- Polpharma winna jest mi dwie wypłaty - chodzi o kwiecień i maj. Wiem, że pieniędzy nie dostali także inni zawodnicy. Dostaliśmy kilka razy zapewnienie, że pieniądze spłyną nasze konta, ale wciąż żadne środki nie przyszły, szczególnie, że teraz klub podpisał umowę ze sponsorem i miastem - przyznaje Courtney Eldridge, były już amerykański rozgrywający Polpharmy Starogard Gdański, który wierzy, że zaległości zostaną uregulowane.
[ad=rectangle]
- Jak to możliwe, że nie otrzymaliśmy pieniędzy, a klub przystępuje do procesu licencyjnego? - zastanawia się zawodnik, który po chwili dodaje: - Wierzę, że klub znajdzie rozwiązanie tego problemu w ciągu kilku dni i wszystko będzie w porządku. Nie wyobrażam sobie takiej sytuacji, że klub otrzyma licencję, a ja nie będę miał pieniędzy - komentuje Eldridge.
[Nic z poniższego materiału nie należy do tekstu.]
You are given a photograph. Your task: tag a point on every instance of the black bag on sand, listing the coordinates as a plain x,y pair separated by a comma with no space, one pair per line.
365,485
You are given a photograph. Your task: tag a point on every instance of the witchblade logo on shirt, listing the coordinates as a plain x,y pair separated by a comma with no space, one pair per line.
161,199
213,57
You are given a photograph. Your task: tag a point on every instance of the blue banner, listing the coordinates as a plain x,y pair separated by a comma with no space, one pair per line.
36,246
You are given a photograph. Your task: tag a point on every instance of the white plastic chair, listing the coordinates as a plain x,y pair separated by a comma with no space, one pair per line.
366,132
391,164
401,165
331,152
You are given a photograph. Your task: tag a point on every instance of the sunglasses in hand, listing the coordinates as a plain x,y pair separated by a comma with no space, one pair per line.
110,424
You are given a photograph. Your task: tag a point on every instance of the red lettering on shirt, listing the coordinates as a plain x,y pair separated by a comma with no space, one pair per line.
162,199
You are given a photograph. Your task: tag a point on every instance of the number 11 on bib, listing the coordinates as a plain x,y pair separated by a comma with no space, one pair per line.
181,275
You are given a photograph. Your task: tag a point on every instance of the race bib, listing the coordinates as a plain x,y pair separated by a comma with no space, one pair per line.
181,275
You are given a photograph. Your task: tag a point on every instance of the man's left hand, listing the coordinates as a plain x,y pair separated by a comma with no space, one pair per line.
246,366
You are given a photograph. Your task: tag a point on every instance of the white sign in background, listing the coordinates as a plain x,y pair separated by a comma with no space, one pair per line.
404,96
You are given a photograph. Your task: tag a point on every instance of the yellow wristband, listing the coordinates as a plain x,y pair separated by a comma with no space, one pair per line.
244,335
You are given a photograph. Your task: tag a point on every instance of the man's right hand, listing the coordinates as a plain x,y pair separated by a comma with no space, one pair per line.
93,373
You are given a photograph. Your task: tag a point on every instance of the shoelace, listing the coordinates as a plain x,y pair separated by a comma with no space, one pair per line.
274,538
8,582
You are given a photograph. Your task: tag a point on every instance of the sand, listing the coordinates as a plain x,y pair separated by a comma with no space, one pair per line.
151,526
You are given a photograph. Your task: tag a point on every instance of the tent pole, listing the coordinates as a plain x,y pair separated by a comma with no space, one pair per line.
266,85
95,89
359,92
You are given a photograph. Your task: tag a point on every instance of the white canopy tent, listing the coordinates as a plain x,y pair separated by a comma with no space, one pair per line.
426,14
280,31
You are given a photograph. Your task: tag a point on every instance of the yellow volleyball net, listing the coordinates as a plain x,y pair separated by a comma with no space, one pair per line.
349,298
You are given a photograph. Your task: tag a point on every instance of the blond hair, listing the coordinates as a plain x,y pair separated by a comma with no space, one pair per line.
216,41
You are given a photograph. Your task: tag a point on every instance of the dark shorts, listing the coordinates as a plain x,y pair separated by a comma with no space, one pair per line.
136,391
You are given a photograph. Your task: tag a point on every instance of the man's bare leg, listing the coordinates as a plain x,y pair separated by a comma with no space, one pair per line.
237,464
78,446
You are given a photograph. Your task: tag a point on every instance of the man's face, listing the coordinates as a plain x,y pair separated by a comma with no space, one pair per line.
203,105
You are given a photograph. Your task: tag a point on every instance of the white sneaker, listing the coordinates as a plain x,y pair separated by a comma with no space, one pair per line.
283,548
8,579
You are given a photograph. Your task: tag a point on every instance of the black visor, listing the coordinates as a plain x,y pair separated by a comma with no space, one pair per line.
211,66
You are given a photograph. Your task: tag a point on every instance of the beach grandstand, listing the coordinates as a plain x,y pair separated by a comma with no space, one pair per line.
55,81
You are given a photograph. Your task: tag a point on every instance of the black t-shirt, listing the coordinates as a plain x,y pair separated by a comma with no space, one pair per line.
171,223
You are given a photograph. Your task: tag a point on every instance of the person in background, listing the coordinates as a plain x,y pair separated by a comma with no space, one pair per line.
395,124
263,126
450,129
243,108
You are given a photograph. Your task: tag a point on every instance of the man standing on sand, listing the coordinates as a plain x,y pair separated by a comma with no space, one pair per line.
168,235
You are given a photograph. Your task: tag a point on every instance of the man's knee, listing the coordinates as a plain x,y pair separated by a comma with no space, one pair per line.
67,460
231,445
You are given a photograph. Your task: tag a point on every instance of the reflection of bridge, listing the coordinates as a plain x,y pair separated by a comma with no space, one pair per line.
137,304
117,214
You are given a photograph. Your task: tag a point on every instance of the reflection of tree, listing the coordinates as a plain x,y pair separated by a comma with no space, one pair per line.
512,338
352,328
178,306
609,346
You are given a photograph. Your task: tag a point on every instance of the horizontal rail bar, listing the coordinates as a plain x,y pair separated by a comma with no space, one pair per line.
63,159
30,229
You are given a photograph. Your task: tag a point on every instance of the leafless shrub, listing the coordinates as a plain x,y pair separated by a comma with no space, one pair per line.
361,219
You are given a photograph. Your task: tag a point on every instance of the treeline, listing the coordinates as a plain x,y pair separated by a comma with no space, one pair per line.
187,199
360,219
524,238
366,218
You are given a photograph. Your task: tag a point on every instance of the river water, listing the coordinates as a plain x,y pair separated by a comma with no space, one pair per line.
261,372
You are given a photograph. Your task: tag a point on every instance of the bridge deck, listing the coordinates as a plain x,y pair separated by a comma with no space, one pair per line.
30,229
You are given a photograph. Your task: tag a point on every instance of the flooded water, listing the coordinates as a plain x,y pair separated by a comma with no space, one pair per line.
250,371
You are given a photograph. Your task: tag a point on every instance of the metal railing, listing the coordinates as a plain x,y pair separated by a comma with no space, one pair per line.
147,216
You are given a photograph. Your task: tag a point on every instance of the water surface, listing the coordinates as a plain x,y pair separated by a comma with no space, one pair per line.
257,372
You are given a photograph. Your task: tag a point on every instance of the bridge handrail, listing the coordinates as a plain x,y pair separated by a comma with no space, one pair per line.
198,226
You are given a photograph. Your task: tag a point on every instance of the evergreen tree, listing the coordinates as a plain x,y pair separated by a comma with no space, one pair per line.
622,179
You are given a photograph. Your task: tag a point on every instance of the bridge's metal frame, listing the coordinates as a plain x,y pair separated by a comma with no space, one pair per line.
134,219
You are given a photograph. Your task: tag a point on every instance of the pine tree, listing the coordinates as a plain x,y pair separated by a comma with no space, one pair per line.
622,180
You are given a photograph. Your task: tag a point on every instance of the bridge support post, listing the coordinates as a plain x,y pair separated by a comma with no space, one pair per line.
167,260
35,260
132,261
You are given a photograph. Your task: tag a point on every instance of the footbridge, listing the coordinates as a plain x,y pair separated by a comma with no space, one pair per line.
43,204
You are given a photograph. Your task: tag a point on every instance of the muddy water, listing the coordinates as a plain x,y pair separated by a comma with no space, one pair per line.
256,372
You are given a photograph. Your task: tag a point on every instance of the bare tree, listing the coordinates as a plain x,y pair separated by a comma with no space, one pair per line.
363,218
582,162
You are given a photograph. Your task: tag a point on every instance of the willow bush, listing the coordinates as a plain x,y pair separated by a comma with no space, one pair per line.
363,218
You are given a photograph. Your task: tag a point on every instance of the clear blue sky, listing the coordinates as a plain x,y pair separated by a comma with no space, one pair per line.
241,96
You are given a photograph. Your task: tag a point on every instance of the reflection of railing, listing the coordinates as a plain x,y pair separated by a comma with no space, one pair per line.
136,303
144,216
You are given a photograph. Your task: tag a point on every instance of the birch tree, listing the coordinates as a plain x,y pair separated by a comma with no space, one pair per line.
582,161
Jak się okazuje - sytuacja nie tyczy tylko jednego zawodnika, ale całej drużyny. Skontaktowaliśmy się w tej sprawie z prezesem - Romanem Olszewskim. W klubie potwierdzają te doniesienia i zapewniają, że robią wszystko, żeby pozbyć się tych problemów.
- Pierwszy raz ma miejsce taka sytuacja w Starogardzie Gdańskim. Nigdy wcześniej nie mieliśmy zaległości wobec graczy. Bardzo nad tym ubolewam. Robimy jednak wszystko, żeby uregulować te zaległości jak najszybciej. Jak tylko dostanę transzę, to od razu przeleję ją na konta zawodników - zapewnia Roman Olszewski.